Zafra () is a town situated in the Province of Badajoz (Extremadura, Spain), and the capital of the comarca of Zafra - Río Bodión.  It has a population of 16,677, according to the 2011 census.

Zafra is the hometown of  Fray Ruy Lopez, author of one of the first European treatises on chess, and the humanist and arbitrist Pedro de Valencia.

History
Human traces of great antiquity have been found in the area.  In the "El Castellar" mountains are located caves with pictograms.  Also, a fort dating to the Bronze Age was found in the nearby chapel of Belén.

Roman era
Zafra has been associated with the Roman names Restituta Iulia Imperial, Contributa Iulia Ugultunia, and Segida Restituta Iulia, though this applies equally to some of the other towns in the area. The name Contributa Julia appears on an 1849 map of Roman Hispania (in the south-west of Spain, in the area named Baeturia) alongside the name Regina (presently associated with the ruins of a small Roman town of the same name ), lending some geographical support to the possibility of an association of the name Contributa Iulia or Contributa Julia with Zafra. Other sources, however, support an association of the name Segida Restituta Iulia with Zafra. Yet other, authoritative, sources associate no Roman name with Zafra. In the area round Zafra may be found the remains of as many as 20 Roman villas. These, and associations between the name Restitutia Iulia and a migration from the legendary Segeda, may be linked to the origin of the town.

Under Moorish rule
A significant fact is that Zafra is located between Badajoz, and Seville, the capital of the province of Baetica.

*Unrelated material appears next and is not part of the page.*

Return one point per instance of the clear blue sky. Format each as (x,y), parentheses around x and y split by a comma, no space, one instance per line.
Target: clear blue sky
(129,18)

In medieval times, Zafra was situated on the border which divided the domains of Seville and Badajoz, and in 1030 a defensive fortification was constructed in the Castellar Mountains.  This fort would be named Sajra Abi Hassan by the Moorish geographer Abu Abdullah al-Bakri in 1094.  The Arabs named the town Safra, or Cafra, meaning 'the yellow one', from which derived the current name.

The Reconquista
During the Reconquista, Zafra was captured twice by Christian forces, first in 1229 by Alfonso IX, and then definitively by Ferdinand III, in a campaign through present-day Extremadura described in Alfonso X's Crónica General de España (General History of Spain).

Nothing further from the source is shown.